Department of Hematology, Goethe University, Frankfurt, Germany.
1] Fusion Pharma, LLC, Moscow, Russian Federation [2] Zelinsky Institute of Organic Chemistry, Russian Academy of Sciences, Moscow, Russian Federation.
Leukemia. 2015 May;29(5):1104-14. doi: 10.1038/leu.2014.326. Epub 2014 Nov 14.
Targeting BCR/ABL with tyrosine kinase inhibitors (TKIs) is a proven concept for the treatment of Philadelphia chromosome-positive (Ph+) leukemias. Resistance attributable to either kinase mutations in BCR/ABL or nonmutational mechanisms remains the major clinical challenge. With the exception of ponatinib, all approved TKIs are unable to inhibit the 'gatekeeper' mutation T315I. However, a broad spectrum of kinase inhibition increases the off-target effects of TKIs and may be responsible for cardiovascular issues of ponatinib. Thus, there is a need for more selective options for the treatment of resistant Ph+ leukemias. PF-114 is a novel TKI developed with the specifications of (i) targeting T315I and other resistance mutations in BCR/ABL; (ii) achieving a high selectivity to improve safety; and (iii) overcoming nonmutational resistance in Ph+ leukemias. PF-114 inhibited BCR/ABL and clinically important mutants including T315I at nanomolar concentrations. It suppressed primary Ph+ acute lymphatic leukemia-derived long-term cultures that either displayed nonmutational resistance or harbor the T315I. In BCR/ABL- or BCR/ABL-T315I-driven murine leukemia as well as in xenograft models of primary Ph+ leukemia harboring the T315I, PF-114 significantly prolonged survival to a similar extent as ponatinib. Our work supports clinical evaluation of PF-114 for the treatment of resistant Ph+ leukemia.
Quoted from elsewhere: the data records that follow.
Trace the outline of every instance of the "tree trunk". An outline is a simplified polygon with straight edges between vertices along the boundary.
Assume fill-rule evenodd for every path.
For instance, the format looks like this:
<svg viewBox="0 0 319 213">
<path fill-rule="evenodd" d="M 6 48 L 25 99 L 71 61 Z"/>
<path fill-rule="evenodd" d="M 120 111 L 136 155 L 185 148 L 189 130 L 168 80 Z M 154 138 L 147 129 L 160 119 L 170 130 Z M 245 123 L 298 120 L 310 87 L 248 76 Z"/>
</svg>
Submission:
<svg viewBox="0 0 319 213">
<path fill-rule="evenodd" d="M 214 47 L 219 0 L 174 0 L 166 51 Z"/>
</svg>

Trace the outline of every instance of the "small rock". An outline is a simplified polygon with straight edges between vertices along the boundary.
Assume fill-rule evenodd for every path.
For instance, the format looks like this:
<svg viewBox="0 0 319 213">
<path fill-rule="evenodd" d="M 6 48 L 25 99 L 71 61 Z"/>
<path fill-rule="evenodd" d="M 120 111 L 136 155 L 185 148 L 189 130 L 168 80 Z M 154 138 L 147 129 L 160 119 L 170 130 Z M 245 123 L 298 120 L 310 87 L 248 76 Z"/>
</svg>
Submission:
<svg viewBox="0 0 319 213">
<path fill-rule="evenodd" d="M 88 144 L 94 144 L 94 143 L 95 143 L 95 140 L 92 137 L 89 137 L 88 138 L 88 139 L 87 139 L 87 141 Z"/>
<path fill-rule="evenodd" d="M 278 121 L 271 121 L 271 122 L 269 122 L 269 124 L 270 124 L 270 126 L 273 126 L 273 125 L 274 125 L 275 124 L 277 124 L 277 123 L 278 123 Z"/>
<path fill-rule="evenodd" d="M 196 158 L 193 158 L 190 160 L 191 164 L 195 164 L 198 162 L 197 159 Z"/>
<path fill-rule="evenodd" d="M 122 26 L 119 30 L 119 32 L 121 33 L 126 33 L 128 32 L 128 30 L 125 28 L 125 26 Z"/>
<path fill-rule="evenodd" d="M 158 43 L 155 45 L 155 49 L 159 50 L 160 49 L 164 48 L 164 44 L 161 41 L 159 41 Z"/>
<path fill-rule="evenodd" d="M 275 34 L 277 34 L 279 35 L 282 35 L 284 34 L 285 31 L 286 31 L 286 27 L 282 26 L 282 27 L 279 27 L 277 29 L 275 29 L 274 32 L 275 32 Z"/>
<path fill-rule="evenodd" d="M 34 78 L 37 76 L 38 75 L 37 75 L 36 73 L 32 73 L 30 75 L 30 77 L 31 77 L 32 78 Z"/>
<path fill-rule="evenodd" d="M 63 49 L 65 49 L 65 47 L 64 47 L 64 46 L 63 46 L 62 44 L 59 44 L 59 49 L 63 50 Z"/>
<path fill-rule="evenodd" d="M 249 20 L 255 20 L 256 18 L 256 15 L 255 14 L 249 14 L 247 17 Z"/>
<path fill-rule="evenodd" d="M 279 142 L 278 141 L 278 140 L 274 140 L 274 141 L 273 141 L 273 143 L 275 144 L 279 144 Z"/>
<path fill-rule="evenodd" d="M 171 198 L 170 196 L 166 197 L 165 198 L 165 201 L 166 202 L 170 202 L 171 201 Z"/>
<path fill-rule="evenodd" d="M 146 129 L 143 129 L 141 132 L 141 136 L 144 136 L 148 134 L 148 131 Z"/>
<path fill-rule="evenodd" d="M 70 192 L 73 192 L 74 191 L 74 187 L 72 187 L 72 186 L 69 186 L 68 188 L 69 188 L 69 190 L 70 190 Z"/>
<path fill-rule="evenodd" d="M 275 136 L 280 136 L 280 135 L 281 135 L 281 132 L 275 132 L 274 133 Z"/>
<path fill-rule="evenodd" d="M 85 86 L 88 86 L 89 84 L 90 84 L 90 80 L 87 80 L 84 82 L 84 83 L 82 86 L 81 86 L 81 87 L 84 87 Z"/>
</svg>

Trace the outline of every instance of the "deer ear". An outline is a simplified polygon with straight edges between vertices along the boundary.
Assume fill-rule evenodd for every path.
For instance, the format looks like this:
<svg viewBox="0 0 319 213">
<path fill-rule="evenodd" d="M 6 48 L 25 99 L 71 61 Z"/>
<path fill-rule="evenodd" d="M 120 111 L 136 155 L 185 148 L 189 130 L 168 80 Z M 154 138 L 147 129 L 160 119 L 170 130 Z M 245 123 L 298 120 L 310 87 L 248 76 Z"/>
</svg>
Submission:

针对费城染色体阳性(Ph+)白血病,用酪氨酸激酶抑制剂(TKIs)靶向 BCR/ABL 是一种已被证实的治疗方法。由于 BCR/ABL 中的激酶突变或非突变机制导致的耐药性仍然是主要的临床挑战。除了 ponatinib 外,所有批准的 TKI 都无法抑制“守门员”突变 T315I。然而,广泛的激酶抑制会增加 TKI 的脱靶效应,并且可能是 ponatinib 心血管问题的原因。因此,需要更具选择性的治疗耐药 Ph+白血病的方法。PF-114 是一种新型 TKI,具有以下特点:(i)靶向 BCR/ABL 中的 T315I 和其他耐药突变;(ii)实现高选择性以提高安全性;(iii)克服 Ph+白血病中的非突变耐药性。PF-114 以纳摩尔浓度抑制 BCR/ABL 和临床相关的突变体,包括 T315I。它抑制了表现出非突变耐药性或携带 T315I 的原发性 Ph+急性淋巴细胞白血病衍生的长期培养物。在 BCR/ABL 或 BCR/ABL-T315I 驱动的小鼠白血病以及携带 T315I 的原发性 Ph+白血病的异种移植模型中,PF-114 显著延长了生存时间,与 ponatinib 相似。我们的工作支持 PF-114 用于治疗耐药 Ph+白血病的临床评估。